Giving Teachers Permission to Fail
Last year, we surveyed thousands of teachers and heard loud and clear that they wanted more opportunities to experiment. We saw this come up again in our Annual Survey. In response, we focused our third Fellowship on creating classroom and school environments that give teachers room to experiment, which engaged 26 participants from 9 different partner organizations.
At the end of 2017, we announced $1 million in grants to support innovative efforts to increase experimentation for teachers. Diverse partners, ranging from The Fund for Public Schools, to the Math Teachers Circle Network, to the Center for the Future of Arizona, are each leading new efforts as a result. We’re hopeful about the attention that school culture and teacher experience are getting, even as we see a long road ahead to really embed an ethos of experimentation in schools.

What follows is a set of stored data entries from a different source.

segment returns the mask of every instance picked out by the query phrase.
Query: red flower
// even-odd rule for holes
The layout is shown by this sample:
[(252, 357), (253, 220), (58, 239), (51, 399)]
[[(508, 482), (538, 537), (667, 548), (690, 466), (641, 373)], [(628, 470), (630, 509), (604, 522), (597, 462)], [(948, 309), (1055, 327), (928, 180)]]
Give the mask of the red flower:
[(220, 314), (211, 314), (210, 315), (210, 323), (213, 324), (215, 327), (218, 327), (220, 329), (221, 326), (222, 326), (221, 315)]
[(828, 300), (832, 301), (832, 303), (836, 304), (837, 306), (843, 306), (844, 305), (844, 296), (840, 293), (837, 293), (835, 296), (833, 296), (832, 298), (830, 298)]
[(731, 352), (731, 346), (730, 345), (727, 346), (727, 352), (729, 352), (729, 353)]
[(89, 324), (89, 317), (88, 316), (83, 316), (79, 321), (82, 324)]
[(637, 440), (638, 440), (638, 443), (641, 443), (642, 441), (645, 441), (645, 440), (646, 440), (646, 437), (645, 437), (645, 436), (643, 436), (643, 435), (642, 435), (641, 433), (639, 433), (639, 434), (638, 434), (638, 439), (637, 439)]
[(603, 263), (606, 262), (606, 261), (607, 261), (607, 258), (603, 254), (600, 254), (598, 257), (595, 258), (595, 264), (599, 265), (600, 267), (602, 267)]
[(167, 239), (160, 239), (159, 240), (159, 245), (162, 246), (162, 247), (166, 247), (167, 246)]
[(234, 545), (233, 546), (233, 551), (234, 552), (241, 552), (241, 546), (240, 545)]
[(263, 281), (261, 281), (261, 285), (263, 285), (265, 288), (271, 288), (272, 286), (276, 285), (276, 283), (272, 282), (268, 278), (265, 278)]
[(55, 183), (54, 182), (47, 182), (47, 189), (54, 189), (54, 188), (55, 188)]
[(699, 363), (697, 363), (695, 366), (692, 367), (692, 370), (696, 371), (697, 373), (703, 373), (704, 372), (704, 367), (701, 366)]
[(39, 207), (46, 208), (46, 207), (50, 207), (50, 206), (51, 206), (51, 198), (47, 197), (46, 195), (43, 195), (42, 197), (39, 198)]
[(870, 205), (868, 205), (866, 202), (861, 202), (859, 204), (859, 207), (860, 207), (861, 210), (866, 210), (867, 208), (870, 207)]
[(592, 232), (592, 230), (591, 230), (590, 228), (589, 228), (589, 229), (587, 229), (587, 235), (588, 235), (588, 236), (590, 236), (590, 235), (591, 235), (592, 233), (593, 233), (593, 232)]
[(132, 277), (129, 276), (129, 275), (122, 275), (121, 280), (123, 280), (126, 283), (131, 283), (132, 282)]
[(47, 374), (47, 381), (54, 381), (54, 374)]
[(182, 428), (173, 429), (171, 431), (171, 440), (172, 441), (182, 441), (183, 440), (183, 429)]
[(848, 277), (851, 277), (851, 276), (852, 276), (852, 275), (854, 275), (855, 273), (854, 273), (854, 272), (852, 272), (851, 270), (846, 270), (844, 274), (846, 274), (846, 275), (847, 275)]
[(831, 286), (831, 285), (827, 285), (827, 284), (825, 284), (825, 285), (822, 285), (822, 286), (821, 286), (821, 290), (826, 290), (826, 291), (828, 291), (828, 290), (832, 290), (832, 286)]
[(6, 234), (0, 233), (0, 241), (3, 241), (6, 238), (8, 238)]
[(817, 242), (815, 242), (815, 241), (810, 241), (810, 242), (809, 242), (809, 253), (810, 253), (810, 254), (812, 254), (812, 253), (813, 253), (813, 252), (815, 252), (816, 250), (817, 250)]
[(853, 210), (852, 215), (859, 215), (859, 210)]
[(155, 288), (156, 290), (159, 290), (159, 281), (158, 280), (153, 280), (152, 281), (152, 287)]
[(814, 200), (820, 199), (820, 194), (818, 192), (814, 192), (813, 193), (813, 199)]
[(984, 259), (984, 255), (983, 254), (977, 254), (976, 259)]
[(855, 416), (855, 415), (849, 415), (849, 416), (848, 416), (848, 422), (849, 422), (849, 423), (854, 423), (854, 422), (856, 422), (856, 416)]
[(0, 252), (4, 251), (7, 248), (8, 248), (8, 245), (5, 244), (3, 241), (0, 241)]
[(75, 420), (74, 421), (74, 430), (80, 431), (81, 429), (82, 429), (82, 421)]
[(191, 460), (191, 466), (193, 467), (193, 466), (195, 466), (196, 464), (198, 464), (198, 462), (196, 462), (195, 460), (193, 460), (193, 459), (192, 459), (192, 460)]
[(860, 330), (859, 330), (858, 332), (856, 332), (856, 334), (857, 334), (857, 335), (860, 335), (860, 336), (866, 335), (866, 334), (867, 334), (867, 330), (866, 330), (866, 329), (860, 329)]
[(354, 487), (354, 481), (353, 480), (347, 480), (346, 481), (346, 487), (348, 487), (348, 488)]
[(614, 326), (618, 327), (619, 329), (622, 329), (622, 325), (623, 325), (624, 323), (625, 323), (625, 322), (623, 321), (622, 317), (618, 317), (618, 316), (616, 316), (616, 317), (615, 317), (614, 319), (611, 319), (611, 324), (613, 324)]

The Rising Importance of Race, Class, and Gender Equity
At the beginning of 2017, we predicted there would be more focus on addressing inequality in STEM education, and through our media analysis we saw dozens of major publications write about issues of equity in education across gender, race, and class. We know the challenge is still there, as we heard directly from hundreds of teachers in our survey that students with diverse ethnic and racial background have little exposure to high-quality STEM courses. We saw a handful of partners working to address issues of diversity head on, like NewSchools Venture Fund, which put out an action-oriented report and RFP specifically to support diversity in education leaders and saw a 3x increase in applications. We also saw activity at our Unconferences, where dozens of partners chose to focus their energy on addressing the issues of equity in teacher recruitment, as well as through our ongoing work around grand challenges, where 33 partners tagged at least one of the 9 diversity-related challenges as one of their top 3 areas of focus.
Yet we were also surprised we didn’t see more, particularly in a year when politics and civic dialogue have been so focused on equity. So the question remains: What will it take to get more activity around equity in STEM education?
Integrated STEM and Real-World Applications
Last year we highlighted the push for more integrated approaches to teaching STEM. Along the same lines, we thought we’d see a push for thinking more broadly about STEM disciplines, incorporating real-world issues in the classroom, and bringing in subjects like medicine, statistics, and even the arts into the conversation.
At our Back-to-School breakfasts this year, we saw multiple partners create goals for the coming year around interdisciplinary work and the incorporation of complementary disciplines into their course materials. But we didn’t observe a groundswell. We know the lack of activity isn’t from lack of interest: we heard from partners in dozens of interviews that they’re still eager and looking for new opportunities and resources. We know the power of STEM is only increased through cross-disciplinary collaboration, so we’ll keep tabs on these efforts in 2018.